つまり「増えた分も次の増加の材料になる」、
これが複利の世界(掛け算で増える世界)です。


生物の授業を受けていない人にはイメージしづらいかもしれないので、もう一つ複利の世界の例として“SNSのフォロワー”を挙げてみましょう。


あなたの投稿を見た友達が1人フォローすると、その友達の友達がまたフォローし、そのまた友達の友達の友達が…とどんどんフォロワーが増えていきます。
増えたフォロワーがまた次のフォロワーを連れてくる、これも複利の構造です。


要するに、複利とは“掛け算”で増えていく仕組みのことです。


複利のイメージがついた人には、もう分かったかもしれません。
お金で考えると、利子がまた次の利子を生むということです。


先ほどの「年率1%、100万円を預ける」例で考えると、
1年目:100万円→101万円
   +1万円   (100万円×0.01)
2年目:101万円→102万100円
   +1万100円 (101万円×0.01)
3年目:102万100円→103万1201円
   +1万201円 (102万100円×0.01)


というように、増えた元本(預けた金額+利子)に対して利子がついてきます。


8年目の金額は、
100万円×(1+0.01)⁸≒108万3000円
となります。


複利とは、
“掛け算で増えていく世界”

ということが、なんとなくイメージできたでしょうか?



まとめ


単利とは“足し算で増えていく世界”
複利とは“掛け算で増えていく世界”


このイメージさえ持てれば、複利の特徴が自然と見えてきます。
複利は、

・同じ時間をかければ同じ利率の単利より増えやすいこと
・時間がたつほど増える量が大きくなること
(フォロワーが「2人→4人」より、「4人→8人」のほうが増加数が大きいのと同じ)

といったメリットがあります。


ただし、ここで「複利はすごい!」と短絡的に飛びつくのではなく、


・複利にはどんなデメリットがあるのか
・そもそもこれは複利の世界にあてはまるのか


といった“根本的な疑問”を持てるかどうかが、金融リテラシーを高めるうえでとても大切です。
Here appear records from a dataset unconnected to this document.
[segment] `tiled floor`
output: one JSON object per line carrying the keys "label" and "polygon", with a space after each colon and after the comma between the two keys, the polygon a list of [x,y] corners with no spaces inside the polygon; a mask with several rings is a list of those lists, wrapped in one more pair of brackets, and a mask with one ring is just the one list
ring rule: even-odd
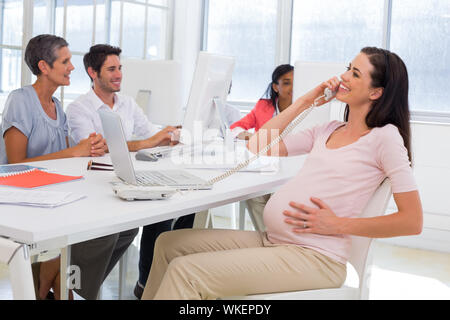
{"label": "tiled floor", "polygon": [[[216,227],[229,221],[215,218]],[[128,272],[124,299],[135,299],[133,288],[138,277],[138,241],[128,251]],[[374,264],[370,299],[450,299],[450,253],[411,249],[374,242]],[[118,267],[105,281],[102,299],[118,299]],[[12,299],[8,270],[0,265],[0,300]]]}

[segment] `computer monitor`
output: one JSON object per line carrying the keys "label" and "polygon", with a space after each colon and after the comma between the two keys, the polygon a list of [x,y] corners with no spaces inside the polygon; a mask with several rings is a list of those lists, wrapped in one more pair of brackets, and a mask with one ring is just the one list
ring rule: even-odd
{"label": "computer monitor", "polygon": [[[334,76],[345,72],[344,63],[303,62],[294,66],[293,101]],[[343,103],[334,99],[331,103],[314,109],[294,130],[297,132],[331,120],[343,119]]]}
{"label": "computer monitor", "polygon": [[180,136],[182,143],[204,141],[203,135],[208,129],[217,129],[218,133],[221,131],[222,119],[216,105],[227,100],[234,65],[233,57],[199,53],[184,114]]}

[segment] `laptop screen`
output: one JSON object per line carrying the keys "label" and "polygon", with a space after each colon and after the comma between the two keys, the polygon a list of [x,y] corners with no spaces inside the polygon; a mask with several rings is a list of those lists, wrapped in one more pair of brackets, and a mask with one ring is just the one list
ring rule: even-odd
{"label": "laptop screen", "polygon": [[112,111],[99,110],[103,132],[108,144],[114,172],[123,181],[137,185],[133,162],[125,138],[120,116]]}

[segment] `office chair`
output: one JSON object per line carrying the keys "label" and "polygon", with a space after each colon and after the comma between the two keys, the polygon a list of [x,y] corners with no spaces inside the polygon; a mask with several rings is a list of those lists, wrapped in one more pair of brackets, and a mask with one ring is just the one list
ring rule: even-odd
{"label": "office chair", "polygon": [[[375,191],[360,217],[384,215],[391,198],[391,184],[385,179]],[[352,248],[347,263],[347,279],[341,288],[258,294],[223,299],[243,300],[367,300],[369,298],[372,239],[351,236]]]}
{"label": "office chair", "polygon": [[7,264],[14,300],[36,300],[28,247],[0,237],[0,263]]}

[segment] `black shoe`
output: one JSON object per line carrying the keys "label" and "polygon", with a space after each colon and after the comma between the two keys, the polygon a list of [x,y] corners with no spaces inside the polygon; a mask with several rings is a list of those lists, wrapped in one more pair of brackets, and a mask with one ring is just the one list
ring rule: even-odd
{"label": "black shoe", "polygon": [[136,285],[134,286],[134,295],[136,298],[138,298],[139,300],[141,300],[142,298],[142,294],[144,293],[144,288],[142,288],[139,285],[139,282],[136,282]]}

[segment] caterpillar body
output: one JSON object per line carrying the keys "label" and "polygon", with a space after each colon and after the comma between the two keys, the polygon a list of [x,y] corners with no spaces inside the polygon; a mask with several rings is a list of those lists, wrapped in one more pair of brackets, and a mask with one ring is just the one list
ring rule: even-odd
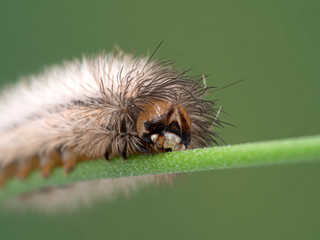
{"label": "caterpillar body", "polygon": [[220,109],[202,76],[123,52],[83,57],[2,91],[0,183],[94,158],[217,143]]}

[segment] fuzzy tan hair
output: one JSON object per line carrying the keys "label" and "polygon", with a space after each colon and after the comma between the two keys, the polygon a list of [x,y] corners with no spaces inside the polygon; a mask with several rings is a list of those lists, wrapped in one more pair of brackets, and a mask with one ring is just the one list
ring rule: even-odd
{"label": "fuzzy tan hair", "polygon": [[[122,52],[83,57],[21,79],[0,98],[0,172],[40,167],[55,152],[86,159],[144,152],[136,130],[141,111],[155,101],[178,103],[191,122],[190,148],[217,143],[221,126],[201,76],[191,77],[170,61]],[[13,166],[13,167],[12,167]]]}
{"label": "fuzzy tan hair", "polygon": [[[220,125],[201,78],[186,76],[171,62],[101,54],[24,79],[0,104],[0,165],[27,161],[53,149],[89,158],[142,149],[137,115],[154,100],[183,106],[192,125],[191,148],[216,142]],[[125,126],[123,131],[122,126]]]}

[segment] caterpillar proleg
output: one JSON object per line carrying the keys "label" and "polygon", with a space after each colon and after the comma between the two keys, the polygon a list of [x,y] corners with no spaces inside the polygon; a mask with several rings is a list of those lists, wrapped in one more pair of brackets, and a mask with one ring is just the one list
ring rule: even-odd
{"label": "caterpillar proleg", "polygon": [[217,143],[220,108],[203,76],[122,51],[26,77],[0,98],[0,183],[40,168]]}

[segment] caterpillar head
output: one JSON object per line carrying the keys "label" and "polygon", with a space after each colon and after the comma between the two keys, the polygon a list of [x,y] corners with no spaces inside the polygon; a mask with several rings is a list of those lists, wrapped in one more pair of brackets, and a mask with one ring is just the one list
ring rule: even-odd
{"label": "caterpillar head", "polygon": [[139,113],[136,128],[147,149],[155,152],[185,150],[190,145],[190,118],[177,103],[148,103]]}

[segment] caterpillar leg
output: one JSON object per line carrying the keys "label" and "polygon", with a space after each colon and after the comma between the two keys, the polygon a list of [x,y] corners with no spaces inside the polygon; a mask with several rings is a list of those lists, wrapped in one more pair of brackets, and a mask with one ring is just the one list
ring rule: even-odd
{"label": "caterpillar leg", "polygon": [[61,165],[62,160],[57,150],[39,156],[41,176],[46,178],[50,175],[52,168]]}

この疑問の解決は、また別コラムで紹介します。それまで、気になる人は様々な方法で調べてみてください。ネットで調べるもよし、周りの大人に聞いてみるのもよし、友達や家族とディスカッションしてみるのもいいですね。しかしどんな方法であろうとも、鵜呑みにしてしまうのは良くありません。自分が納得できる答えを見つけてみてくださいね。